In 1951 Morgan sang two roles with the New York City Opera: Pantalone in The Love for Three Oranges and Silvio in Pagliacci. Also that year he sang the role of Leporello in Mozart's Don Giovanni with Boris Goldovsky's New England Opera Theater. He was heard in succeeding years with that company as Figaro in The Barber of Seville (1952–1954), Podesta (1953), the title role in Don Pasquale (1955), and Guglielmo in Così fan tutte (1956). He sang the role of Sharpless in Giacomo Puccini's Madama Butterfly with the Opera Guild of Greater Miami in 1953 with Licia Albanese in the title role.

==Later singing career==
In November 1955 Morgan celebrated the 200th anniversary of Mozart's birth singing Guglielmo in Così fan tutte with the San Antonio Symphony; reprising the role the following year in concert with the Pittsburgh Symphony Orchestra and in a fully staged production that toured the United States. The touring cast notably included Phyllis Curtin as Fiordiligi and David Lloyd as Ferrando. In 1958 he performed Guglielmo on a television broadcast of the opera made by the NBC Opera Theatre with John Alexander as Ferrando and Frances Bible as Dorabella. He had previously toured the United States with the NBC Opera Theatre in 1957–1958, singing Figaro in Mozart's The Marriage of Figaro with Peter Herman Adler conducting. He performed in another opera broadcast for NBC in 1961, the premiere of Leonard Kastle's Deseret. In April 1958 he gave a highly successful New York City recital debut at Town Hall with Paul Ulanowsky serving as his accompanist. In 1959 he performed in the United States premiere of Offenbach's Le Voyage dans la Lune with the Opera Company of Boston. That same year he recorded Igor Stravinsky's Threni for Columbia Records.
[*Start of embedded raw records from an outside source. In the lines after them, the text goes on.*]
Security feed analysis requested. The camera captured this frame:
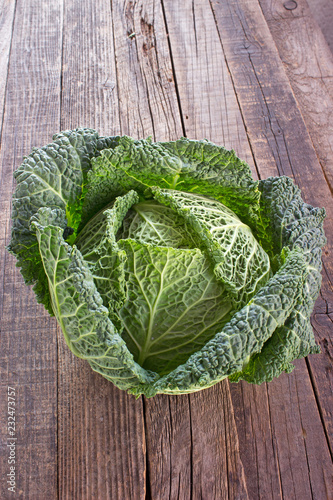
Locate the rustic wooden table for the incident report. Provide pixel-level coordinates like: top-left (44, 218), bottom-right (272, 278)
top-left (0, 0), bottom-right (333, 500)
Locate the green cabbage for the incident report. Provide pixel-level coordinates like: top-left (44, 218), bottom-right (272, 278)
top-left (8, 129), bottom-right (325, 397)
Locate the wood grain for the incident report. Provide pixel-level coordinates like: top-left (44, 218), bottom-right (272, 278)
top-left (212, 0), bottom-right (332, 498)
top-left (0, 0), bottom-right (62, 500)
top-left (260, 0), bottom-right (333, 193)
top-left (58, 0), bottom-right (146, 500)
top-left (112, 0), bottom-right (183, 141)
top-left (0, 0), bottom-right (333, 500)
top-left (164, 0), bottom-right (257, 168)
top-left (308, 0), bottom-right (333, 52)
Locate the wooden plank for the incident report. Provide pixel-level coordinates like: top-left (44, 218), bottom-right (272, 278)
top-left (160, 0), bottom-right (252, 168)
top-left (160, 2), bottom-right (280, 498)
top-left (113, 1), bottom-right (247, 499)
top-left (112, 0), bottom-right (183, 141)
top-left (212, 0), bottom-right (332, 498)
top-left (309, 0), bottom-right (333, 52)
top-left (254, 4), bottom-right (333, 453)
top-left (145, 382), bottom-right (251, 500)
top-left (260, 0), bottom-right (333, 192)
top-left (58, 0), bottom-right (146, 500)
top-left (0, 0), bottom-right (16, 134)
top-left (0, 0), bottom-right (62, 500)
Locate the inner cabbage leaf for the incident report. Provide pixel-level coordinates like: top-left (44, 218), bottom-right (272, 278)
top-left (76, 188), bottom-right (270, 376)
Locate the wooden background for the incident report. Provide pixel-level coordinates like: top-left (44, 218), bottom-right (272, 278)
top-left (0, 0), bottom-right (333, 500)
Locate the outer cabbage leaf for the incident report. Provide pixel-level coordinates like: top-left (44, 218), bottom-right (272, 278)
top-left (9, 129), bottom-right (325, 397)
top-left (230, 177), bottom-right (326, 384)
top-left (8, 129), bottom-right (116, 314)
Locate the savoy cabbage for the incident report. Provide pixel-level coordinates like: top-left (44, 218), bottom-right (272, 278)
top-left (8, 129), bottom-right (325, 397)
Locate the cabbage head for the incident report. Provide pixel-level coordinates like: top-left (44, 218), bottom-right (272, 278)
top-left (8, 129), bottom-right (325, 397)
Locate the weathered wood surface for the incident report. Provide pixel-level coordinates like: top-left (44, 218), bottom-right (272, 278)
top-left (0, 0), bottom-right (62, 499)
top-left (0, 0), bottom-right (333, 500)
top-left (260, 0), bottom-right (333, 192)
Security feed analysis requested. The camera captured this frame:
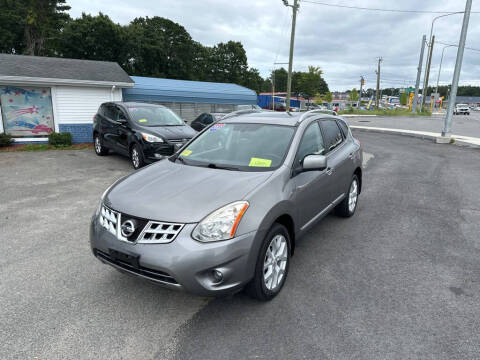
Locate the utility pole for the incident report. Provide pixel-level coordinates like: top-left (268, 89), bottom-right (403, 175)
top-left (375, 57), bottom-right (383, 109)
top-left (412, 35), bottom-right (427, 113)
top-left (283, 0), bottom-right (300, 112)
top-left (442, 0), bottom-right (472, 138)
top-left (421, 35), bottom-right (435, 110)
top-left (357, 76), bottom-right (365, 109)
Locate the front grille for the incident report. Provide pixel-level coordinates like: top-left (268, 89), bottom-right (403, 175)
top-left (138, 221), bottom-right (184, 244)
top-left (95, 250), bottom-right (179, 285)
top-left (99, 205), bottom-right (120, 236)
top-left (99, 204), bottom-right (184, 244)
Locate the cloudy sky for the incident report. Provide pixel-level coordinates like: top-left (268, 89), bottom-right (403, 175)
top-left (67, 0), bottom-right (480, 90)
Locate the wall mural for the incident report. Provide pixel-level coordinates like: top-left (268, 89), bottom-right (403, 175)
top-left (0, 86), bottom-right (54, 137)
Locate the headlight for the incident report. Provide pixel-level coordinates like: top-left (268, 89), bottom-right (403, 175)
top-left (142, 133), bottom-right (163, 142)
top-left (192, 201), bottom-right (248, 242)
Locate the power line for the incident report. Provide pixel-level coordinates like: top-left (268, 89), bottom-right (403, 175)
top-left (302, 0), bottom-right (479, 14)
top-left (437, 41), bottom-right (480, 51)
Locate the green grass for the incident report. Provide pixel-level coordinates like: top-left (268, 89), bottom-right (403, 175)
top-left (338, 109), bottom-right (432, 116)
top-left (0, 144), bottom-right (93, 152)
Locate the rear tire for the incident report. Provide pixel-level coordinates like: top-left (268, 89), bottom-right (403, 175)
top-left (335, 175), bottom-right (360, 217)
top-left (130, 144), bottom-right (145, 170)
top-left (93, 134), bottom-right (108, 156)
top-left (245, 223), bottom-right (291, 301)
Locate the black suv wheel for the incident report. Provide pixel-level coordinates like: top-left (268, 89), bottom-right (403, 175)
top-left (93, 134), bottom-right (108, 156)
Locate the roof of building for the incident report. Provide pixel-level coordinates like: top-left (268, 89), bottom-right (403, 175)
top-left (455, 96), bottom-right (480, 104)
top-left (0, 54), bottom-right (133, 87)
top-left (123, 76), bottom-right (257, 105)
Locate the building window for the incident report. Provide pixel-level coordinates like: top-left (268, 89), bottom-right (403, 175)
top-left (0, 86), bottom-right (54, 137)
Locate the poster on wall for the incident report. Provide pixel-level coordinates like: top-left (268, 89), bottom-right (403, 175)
top-left (0, 86), bottom-right (54, 137)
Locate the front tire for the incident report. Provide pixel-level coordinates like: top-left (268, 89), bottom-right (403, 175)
top-left (335, 175), bottom-right (360, 217)
top-left (93, 134), bottom-right (108, 156)
top-left (246, 223), bottom-right (291, 301)
top-left (130, 144), bottom-right (145, 170)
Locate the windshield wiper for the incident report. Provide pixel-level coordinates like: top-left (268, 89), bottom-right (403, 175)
top-left (207, 163), bottom-right (240, 171)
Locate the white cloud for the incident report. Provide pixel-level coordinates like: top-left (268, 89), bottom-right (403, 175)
top-left (68, 0), bottom-right (480, 89)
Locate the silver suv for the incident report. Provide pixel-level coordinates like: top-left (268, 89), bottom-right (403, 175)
top-left (90, 110), bottom-right (362, 300)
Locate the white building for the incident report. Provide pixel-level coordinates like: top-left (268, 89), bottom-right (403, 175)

In 1962 Morgan sang Jochanaan in Richard Strauss' Salome with Thomas Schippers conducting the Montreal Symphony Orchestra. In 1963 he sang a duet opposite Joan Sutherland on The Bell Telephone Hour. On 19 January 1964 he was the bass soloist in Mozart's Requiem for the Solemn Requiem Mass honoring the death of President John F. Kennedy in Boston's Cathedral of the Holy Cross, celebrated by Richard Cardinal Cushing, the Archbishop of Boston, who had before presided Kennedy's funeral. In the mid-1960s his performance career began to slack as he began to shift towards a second career as a voice teacher. One of his last performances was as Rocco in the Opera Company of Boston's 1976 production of Fidelio.

==Teaching career and later life==
Morgan began his teaching career in Boston during the early 1960s at the New England Conservatory. In 1962 he joined the music faculty of Boston University, where he was chairman of the voice department for 11 years. One of his notable students there was the soprano Lauren Flanigan. In 1982 he retired from Boston University and moved to Georgia, where he taught for 11 more years at Emory University. He lived in retirement in Carrollton, Georgia where he died of complications of an appendectomy at the age of 89.